L’inaugurazione e le autorità presenti

All’inaugurazione hanno partecipato il sindaco di Roma Roberto Gualtieri, l’assessora ai Lavori Pubblici di Roma Capitale Ornella Segnalini, l’assessore regionale ai Trasporti Fabrizio Ghera e il presidente del Municipio VIII Amedeo Ciaccheri. Il nuovo ponte sostituisce la struttura del 1921, chiusa in seguito al terremoto del Centro Italia, e rappresenta un intervento atteso da quasi un decennio.

Caratteristiche tecniche e investimento

L’opera ha un valore complessivo di 4,8 milioni di euro ed è stata cofinanziata al 50% da Roma Capitale e Regione Lazio, con realizzazione affidata ad Astral S.p.A. nell’ambito della convenzione tra i due enti. Il nuovo ponte in acciaio ha una larghezza complessiva di 13,40 metri, contro gli 8,40 del precedente, con doppia corsia a senso unico, marciapiedi raddoppiati e un peso di circa 370 tonnellate.

Un cantiere complesso senza stop alla ferrovia

I lavori hanno richiesto lo spostamento dei sottoservizi, indagini geologiche e archeologiche e la demolizione del vecchio cavalcaferrovia, operazioni condotte senza interrompere il servizio ferroviario se non per pochi giorni. Il varo della nuova struttura è avvenuto con una gru speciale da 53 metri e 750 tonnellate, seguito dalle opere di finitura, tra cui la posa del pacchetto stradale e la costruzione dei nuovi marciapiedi.

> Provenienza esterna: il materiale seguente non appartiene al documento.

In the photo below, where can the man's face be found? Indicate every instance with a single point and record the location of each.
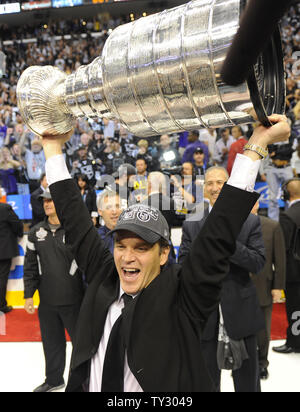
(49, 207)
(111, 211)
(138, 263)
(214, 181)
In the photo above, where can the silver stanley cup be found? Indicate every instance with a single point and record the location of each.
(159, 74)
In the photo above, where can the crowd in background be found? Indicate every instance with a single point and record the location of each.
(98, 148)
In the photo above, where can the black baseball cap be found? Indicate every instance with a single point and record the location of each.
(125, 169)
(146, 222)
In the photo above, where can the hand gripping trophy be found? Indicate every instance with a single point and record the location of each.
(159, 74)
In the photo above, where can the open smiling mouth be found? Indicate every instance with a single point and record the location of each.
(130, 272)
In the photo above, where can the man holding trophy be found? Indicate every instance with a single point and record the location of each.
(140, 324)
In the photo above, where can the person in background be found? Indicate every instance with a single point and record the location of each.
(168, 309)
(139, 181)
(50, 268)
(236, 147)
(35, 164)
(8, 171)
(11, 228)
(38, 212)
(122, 182)
(276, 171)
(167, 156)
(109, 209)
(88, 195)
(198, 161)
(209, 137)
(241, 317)
(184, 188)
(222, 147)
(269, 283)
(194, 143)
(290, 223)
(295, 162)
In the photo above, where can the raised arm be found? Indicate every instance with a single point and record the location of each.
(207, 264)
(87, 246)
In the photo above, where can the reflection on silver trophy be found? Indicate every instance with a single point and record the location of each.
(159, 74)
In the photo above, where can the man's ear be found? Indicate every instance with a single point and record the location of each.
(164, 256)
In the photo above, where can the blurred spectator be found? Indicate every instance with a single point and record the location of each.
(295, 162)
(109, 208)
(209, 137)
(8, 168)
(85, 165)
(269, 283)
(88, 195)
(10, 229)
(222, 147)
(35, 164)
(167, 156)
(198, 161)
(38, 212)
(236, 147)
(184, 188)
(194, 143)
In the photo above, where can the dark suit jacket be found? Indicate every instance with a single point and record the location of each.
(163, 324)
(10, 229)
(239, 302)
(273, 275)
(289, 222)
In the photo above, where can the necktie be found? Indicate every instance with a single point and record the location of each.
(113, 368)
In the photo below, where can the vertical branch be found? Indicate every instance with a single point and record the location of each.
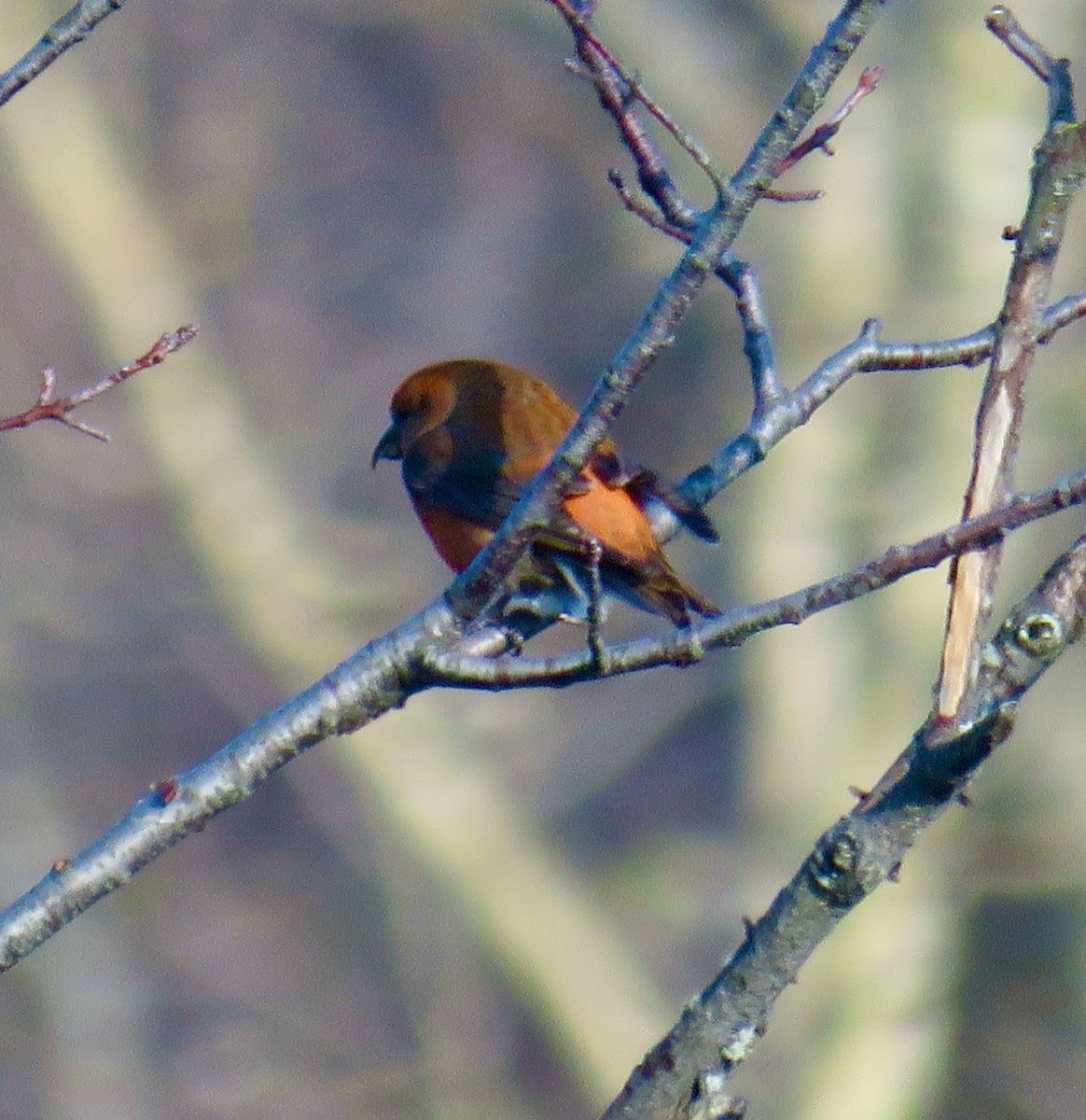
(1059, 163)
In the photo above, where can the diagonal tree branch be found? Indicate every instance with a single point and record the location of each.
(71, 29)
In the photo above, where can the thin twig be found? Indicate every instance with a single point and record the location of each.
(72, 28)
(49, 407)
(1058, 169)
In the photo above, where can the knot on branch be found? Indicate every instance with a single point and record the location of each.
(835, 867)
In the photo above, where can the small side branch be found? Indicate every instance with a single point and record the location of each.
(1058, 171)
(50, 407)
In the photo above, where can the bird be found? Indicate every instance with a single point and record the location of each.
(470, 434)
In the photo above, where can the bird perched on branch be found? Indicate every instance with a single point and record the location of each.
(471, 434)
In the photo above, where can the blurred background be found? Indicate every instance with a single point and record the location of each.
(493, 905)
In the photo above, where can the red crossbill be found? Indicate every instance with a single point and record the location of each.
(471, 434)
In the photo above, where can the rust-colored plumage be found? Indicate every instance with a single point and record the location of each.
(471, 434)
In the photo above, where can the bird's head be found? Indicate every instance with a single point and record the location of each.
(419, 406)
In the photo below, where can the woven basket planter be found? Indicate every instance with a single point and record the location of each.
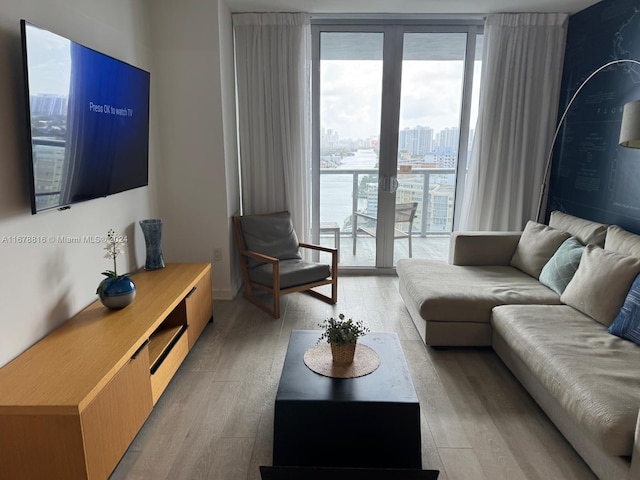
(343, 354)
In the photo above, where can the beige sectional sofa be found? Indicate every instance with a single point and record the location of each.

Riqualificazione urbana e attenzione ambientale

Parallelamente alla realizzazione del ponte, è in corso la riqualificazione dell’area di parcheggio e del verde adiacente. L’intervento prevede il rifacimento delle pavimentazioni, la riorganizzazione degli stalli e un miglioramento complessivo della qualità ambientale, con la messa a dimora di 20 alberature, sistemi di irrigazione e soluzioni per ridurre l’impatto climatico delle superfici carrabili. I lavori, già avviati, proseguiranno nelle prossime settimane e si concluderanno entro marzo 2026, rientrando nell’appalto complessivo del nuovo ponte.

Le dichiarazioni istituzionali

«Con la riapertura del Ponte Giulio Rocco restituiamo alla città un collegamento strategico tra Ostiense e Garbatella, atteso da quasi dieci anni. Un’infrastruttura fondamentale per la mobilità e la sicurezza, che migliora la qualità urbana di un quadrante centrale della città e dimostra come, grazie a una collaborazione istituzionale solida e a un lavoro tecnico di grande complessità, sia possibile sbloccare opere ferme da tempo e portarle a compimento», ha dichiarato Roberto Gualtieri.

«Parliamo di un intervento ingegneristicamente molto complesso, realizzato in un contesto urbano e ferroviario delicatissimo. Siamo riusciti a demolire e ricostruire il cavalcaferrovia senza mai interrompere le forniture dei sottoservizi e limitando al minimo l’impatto sul trasporto pubblico. Oggi consegniamo alla città un ponte più sicuro, più largo e più accessibile, affiancato da un intervento di riqualificazione del parcheggio e del verde che migliora la qualità dello spazio pubblico», ha sottolineato Ornella Segnalini.

«Il ponte Giulio Rocco era un’opera ferma da anni che aveva creato una frattura fra due quartieri storici della Capitale come Garbatella e Ostiense. Grazie al cofinanziamento della Regione Lazio, in collaborazione con Roma Capitale, siamo riusciti a sbloccare un’opera fondamentale che da oggi contribuirà a ricucire i due quartieri. L’intervento ha un impatto positivo anche per la messa in sicurezza della Roma-Lido, i cui treni potranno tornare a transitare a velocità normale», ha affermato Fabrizio Ghera.